Talk about instilling fear.....
I remember when this new "anti-terror" legislation was introduced ,the scaremongers amongst us were up in arms protesting how dangerous it would be.

I remember the scaremongers saying that a suspect could be arrested under this legislation and "disappear". The suspect would not be able to contact anyone to advise his/her status and nobody was allowed to discuss the situation. People could be arrested and the world would not know what was going on.

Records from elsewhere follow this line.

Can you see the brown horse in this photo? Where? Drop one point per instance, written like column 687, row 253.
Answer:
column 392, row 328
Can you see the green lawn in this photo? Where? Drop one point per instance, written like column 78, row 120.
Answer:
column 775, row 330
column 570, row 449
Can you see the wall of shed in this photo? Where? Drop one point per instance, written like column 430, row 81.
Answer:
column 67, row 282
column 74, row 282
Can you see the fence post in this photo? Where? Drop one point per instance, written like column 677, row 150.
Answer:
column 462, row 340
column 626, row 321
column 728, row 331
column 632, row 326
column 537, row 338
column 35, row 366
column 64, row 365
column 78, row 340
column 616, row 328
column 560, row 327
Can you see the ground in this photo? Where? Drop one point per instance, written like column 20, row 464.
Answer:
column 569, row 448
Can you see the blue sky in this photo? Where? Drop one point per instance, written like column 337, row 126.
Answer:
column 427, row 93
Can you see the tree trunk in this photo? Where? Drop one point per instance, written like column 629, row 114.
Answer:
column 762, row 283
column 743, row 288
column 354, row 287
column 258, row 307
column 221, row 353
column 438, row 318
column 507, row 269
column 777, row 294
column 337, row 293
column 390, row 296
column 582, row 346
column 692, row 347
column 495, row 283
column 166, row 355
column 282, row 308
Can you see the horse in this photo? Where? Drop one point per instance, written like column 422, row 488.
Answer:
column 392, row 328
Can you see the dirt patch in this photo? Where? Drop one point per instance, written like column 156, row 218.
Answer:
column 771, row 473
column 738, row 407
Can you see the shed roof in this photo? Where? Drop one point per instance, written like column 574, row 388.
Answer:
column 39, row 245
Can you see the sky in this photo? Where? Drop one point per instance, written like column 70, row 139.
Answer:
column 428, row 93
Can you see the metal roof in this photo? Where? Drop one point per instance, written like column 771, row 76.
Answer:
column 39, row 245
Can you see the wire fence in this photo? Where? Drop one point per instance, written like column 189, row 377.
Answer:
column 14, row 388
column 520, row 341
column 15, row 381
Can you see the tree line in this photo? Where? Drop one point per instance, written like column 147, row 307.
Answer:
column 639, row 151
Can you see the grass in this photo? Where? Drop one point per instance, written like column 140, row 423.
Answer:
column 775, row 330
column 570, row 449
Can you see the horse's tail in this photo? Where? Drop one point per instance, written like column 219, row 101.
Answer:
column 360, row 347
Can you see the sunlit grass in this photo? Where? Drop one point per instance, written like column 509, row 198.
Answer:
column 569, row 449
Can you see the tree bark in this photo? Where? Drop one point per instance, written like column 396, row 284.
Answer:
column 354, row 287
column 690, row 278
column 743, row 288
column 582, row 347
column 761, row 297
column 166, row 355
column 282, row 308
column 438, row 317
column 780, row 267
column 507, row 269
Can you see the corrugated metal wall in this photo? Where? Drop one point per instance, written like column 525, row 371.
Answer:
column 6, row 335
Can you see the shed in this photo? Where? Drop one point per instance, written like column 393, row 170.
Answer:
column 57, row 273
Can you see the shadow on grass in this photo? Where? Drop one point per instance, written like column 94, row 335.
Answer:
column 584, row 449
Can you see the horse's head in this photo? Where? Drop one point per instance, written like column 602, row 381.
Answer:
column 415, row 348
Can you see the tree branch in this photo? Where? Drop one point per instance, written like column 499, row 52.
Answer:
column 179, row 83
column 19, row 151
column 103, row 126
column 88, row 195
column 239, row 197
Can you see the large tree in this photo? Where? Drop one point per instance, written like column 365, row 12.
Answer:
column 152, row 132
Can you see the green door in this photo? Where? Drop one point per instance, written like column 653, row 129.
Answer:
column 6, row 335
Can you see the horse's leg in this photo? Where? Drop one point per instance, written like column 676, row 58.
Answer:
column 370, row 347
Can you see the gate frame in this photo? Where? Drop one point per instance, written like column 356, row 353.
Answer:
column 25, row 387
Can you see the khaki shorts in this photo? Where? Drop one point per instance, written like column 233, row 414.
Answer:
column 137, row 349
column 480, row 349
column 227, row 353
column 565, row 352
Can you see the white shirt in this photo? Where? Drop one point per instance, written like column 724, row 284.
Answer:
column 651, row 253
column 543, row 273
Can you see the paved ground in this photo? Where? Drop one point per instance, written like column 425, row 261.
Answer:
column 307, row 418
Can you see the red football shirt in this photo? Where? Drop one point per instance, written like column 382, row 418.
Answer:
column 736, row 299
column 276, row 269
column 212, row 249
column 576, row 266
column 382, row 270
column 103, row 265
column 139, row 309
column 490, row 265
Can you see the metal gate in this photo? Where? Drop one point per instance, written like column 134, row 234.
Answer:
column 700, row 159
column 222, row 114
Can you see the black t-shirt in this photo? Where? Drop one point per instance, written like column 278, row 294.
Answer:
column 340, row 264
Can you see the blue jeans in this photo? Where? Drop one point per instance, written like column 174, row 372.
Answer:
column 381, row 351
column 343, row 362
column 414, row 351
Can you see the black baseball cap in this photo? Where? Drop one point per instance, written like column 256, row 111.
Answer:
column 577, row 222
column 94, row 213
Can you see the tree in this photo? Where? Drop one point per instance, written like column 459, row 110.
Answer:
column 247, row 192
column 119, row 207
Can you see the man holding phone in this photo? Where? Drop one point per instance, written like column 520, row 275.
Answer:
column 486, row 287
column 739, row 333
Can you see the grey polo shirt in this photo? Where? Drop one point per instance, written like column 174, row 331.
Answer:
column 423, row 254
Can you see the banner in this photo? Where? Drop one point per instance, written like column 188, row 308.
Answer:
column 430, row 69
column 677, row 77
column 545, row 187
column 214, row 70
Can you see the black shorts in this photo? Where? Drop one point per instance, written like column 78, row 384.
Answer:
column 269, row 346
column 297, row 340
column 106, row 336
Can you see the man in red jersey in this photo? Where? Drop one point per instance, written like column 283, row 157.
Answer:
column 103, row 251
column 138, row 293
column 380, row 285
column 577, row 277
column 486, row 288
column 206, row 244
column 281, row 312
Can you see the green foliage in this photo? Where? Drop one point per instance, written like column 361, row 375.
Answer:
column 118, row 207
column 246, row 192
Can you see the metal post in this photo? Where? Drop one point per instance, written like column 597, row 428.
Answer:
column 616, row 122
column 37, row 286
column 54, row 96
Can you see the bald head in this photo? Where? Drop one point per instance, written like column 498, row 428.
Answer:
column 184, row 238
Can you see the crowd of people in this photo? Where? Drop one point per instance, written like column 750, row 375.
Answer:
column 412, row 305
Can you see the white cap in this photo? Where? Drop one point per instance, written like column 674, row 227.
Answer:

Well, let me say the whole world knew what this man was going through.
Everybody knew where he was and his safety and well being was assured through this unpleasant ordeal.


----------



## caribean (31 July 2007)

"Of course the people don't want war. But after all, it's the leaders of the country who determine the policy, and it's always a simple matter to drag the people along whether it's a democracy, a fascist dictatorship, or a parliament, or a communist dictatorship. Voice or no voice, the people can always be brought to the bidding of the leaders. That is easy. All you have to do is tell them they are being attacked, and denounce the pacifists for lack of patriotism, and exposing the country to greater danger." 
-- Herman Goering at the Nuremberg trials 

No comment.....


----------



## wayneL (31 July 2007)

disarray said:


> i don't see any evidence of changes moving society towards fulfilling the "terrorists" goals. sure we have tighter security and some restricted liberties, but that doesn't go far towards building an islamic state. all it really does is piss people off and make them dislike muslims more than they already do.



Missed the point.

When you consider the government and media are more responsible for the promulgation of fear than a few Muslim malcontents, then it is the gu'mint and the media who are the actual terrorists. This being the case, there is massive evidence that "terrorist goals" are indeed being achieved. eg The restriction of civil liberties which you mention.



			
				Benjamin Franklin said:
			
		

> Any society that would give up a little liberty to gain a little security will deserve neither and lose both.


----------



## wayneL (31 July 2007)

123enen said:


> Talk about instilling fear.....
> I remember when this new "anti-terror" legislation was introduced ,the scaremongers amongst us were up in arms protesting how dangerous it would be.
> 
> I remember the scaremongers saying that a suspect could be arrested under this legislation and "disappear". The suspect would not be able to contact anyone to advise his/her status and nobody was allowed to discuss the situation. People could be arrested and the world would not know what was going on.
> ...



The fact remains that the legislation is in place and the potential still remains.


----------



## wayneL (31 July 2007)

Whatever happened to the stoic Anglo-Celtic tradition, the stiff upper lip, the Blitz Spirit, the iron resolve, not to be intimidated into cowering, sniveling, fear riddled panty-waists, being told by how much to be scared by either a manipulating gu'mint or a few radicals who are statistically far less dangerous than the local hoodlums.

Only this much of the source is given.